Plus, we’re a safe industry. While FDA and others assert that there are risky products out there, the reality is that serious adverse events remain rare, with very few ‘signal’ milestones, considering the size and scope of our industry. In fact, the only major events I can recall include FDA banning the sale of supplements containing ephedrine alkaloids in 2004, and the Hydroxycut, Garcinia cambogia – liver toxicity related recall of 2004 and 2009. Certainly there have been other issues and warnings – for weight loss and other supplement categories, but these are most often for the presence of undeclared drugs and drug analogues – not really supplement products at all, and there have been a couple ‘disagreements’ over new ingredients introduced through the body-building/sports channel.
Enter CBD, and the very volume and scope of new entries creates new risk.
Suddenly, the voices are strident, certainly not all in sync and the magnifying glass, instead of being on the $46 billion US supplements market, is on this burgeoning new group of products, and more importantly companies offering this classic ‘new dietary ingredient’.
Arguably, DSHEA 2.0 is now inexorably interwoven with the future path of CBD, and when you consider all the enforcement gaps, new rules like FSMA, the explosion of new products and channels – well, there was no way that FDA was going to keep up, let alone catch up.
This past December, Dr.

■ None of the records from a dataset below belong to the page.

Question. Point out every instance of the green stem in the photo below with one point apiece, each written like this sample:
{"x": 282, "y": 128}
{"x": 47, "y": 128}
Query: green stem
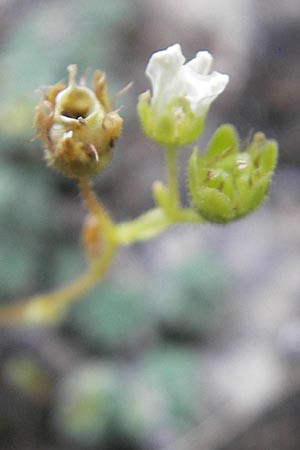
{"x": 172, "y": 176}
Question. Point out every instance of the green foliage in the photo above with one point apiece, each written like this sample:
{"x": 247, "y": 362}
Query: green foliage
{"x": 162, "y": 398}
{"x": 177, "y": 126}
{"x": 226, "y": 184}
{"x": 189, "y": 297}
{"x": 86, "y": 403}
{"x": 114, "y": 317}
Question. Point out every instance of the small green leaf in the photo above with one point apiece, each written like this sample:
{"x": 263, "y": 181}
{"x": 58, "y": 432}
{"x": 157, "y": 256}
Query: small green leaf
{"x": 224, "y": 142}
{"x": 214, "y": 206}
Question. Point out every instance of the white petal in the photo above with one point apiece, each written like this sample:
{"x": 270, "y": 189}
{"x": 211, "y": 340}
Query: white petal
{"x": 201, "y": 63}
{"x": 163, "y": 67}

Peter Cohen and attorney Scott Bass penned a piece in the New England Journal of Medicine. The key points of the article are well summarized on the United Natural Product Alliance (UNPA) here.
The article addresses the topic of NDIs and dives directly into product registration. The topic of a mandatory product registration system has come up over the years, now with increasing frequency. A few years ago, the Council for Responsible Nutrition (CRN) introduced the ‘Supplement Owl’, a voluntary label database that it suggests could form the basis for mandatory product registration. Not everyone in industry agrees, and the new CBD Wild West market will almost certainly offer its own vocal pushback.

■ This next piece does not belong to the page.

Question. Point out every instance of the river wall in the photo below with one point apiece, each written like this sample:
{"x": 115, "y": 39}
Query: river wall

While not everyone agrees about how the FDA is doing its job and the tools it is using, one thing that almost all of responsible industry agrees on is that FDA needs more funding. Another general agreement is that FDA needs to be more vigilant in enforcing existing regulations and rules, no matter where DSHEA 2.0 or CBD end up.
In a piece this last week, Josh Long and Natural Products Insider wrote about the recent omnibus appropriations bill signed by President Trump that provides $3 million additional funding for ODSP “towards enforcement of DSHEA (Dietary Supplement Health and Education Act) including inspection and enforcement activities.” The article notes that this increment is on top of a fiscal 2019 $7.8 Million amount, so represents a significant addition, with much of the money to be used on new hires (ODSP has 25 full time staff currently).

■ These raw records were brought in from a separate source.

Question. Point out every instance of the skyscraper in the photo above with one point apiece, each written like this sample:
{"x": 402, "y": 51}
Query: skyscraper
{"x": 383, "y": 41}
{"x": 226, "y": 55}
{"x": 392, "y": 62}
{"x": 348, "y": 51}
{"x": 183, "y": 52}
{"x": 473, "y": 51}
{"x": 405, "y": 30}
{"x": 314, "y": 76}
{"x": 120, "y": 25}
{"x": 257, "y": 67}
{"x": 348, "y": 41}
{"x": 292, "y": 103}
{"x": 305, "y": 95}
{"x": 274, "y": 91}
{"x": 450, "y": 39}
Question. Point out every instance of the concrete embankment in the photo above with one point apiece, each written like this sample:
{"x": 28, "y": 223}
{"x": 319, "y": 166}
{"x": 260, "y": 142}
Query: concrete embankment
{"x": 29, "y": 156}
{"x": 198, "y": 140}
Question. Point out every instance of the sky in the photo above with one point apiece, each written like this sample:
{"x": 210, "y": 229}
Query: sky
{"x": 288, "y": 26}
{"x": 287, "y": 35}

There are so many enforcement areas no matter which side of the universe CBD lands on that probably represent risk, so it’s not a done deal that NDIs and product registration get dealt with using incremental funds. It is though, an area where more certainty and a friendlier, transparent process makes for enhanced compliance, more submissions and presumably approvals. And, just this week Congress introduced a bill to legalize CBD–see this piece.
I’d hate to be that guy that says that CBD will define any part of an uncertain future. This industry is far more than CBD, but it is CBD that is on everyone’s radar, and augmented resources or not, CBD will take a disproportionate amount of FDA’s attention, and I think that is unfortunate.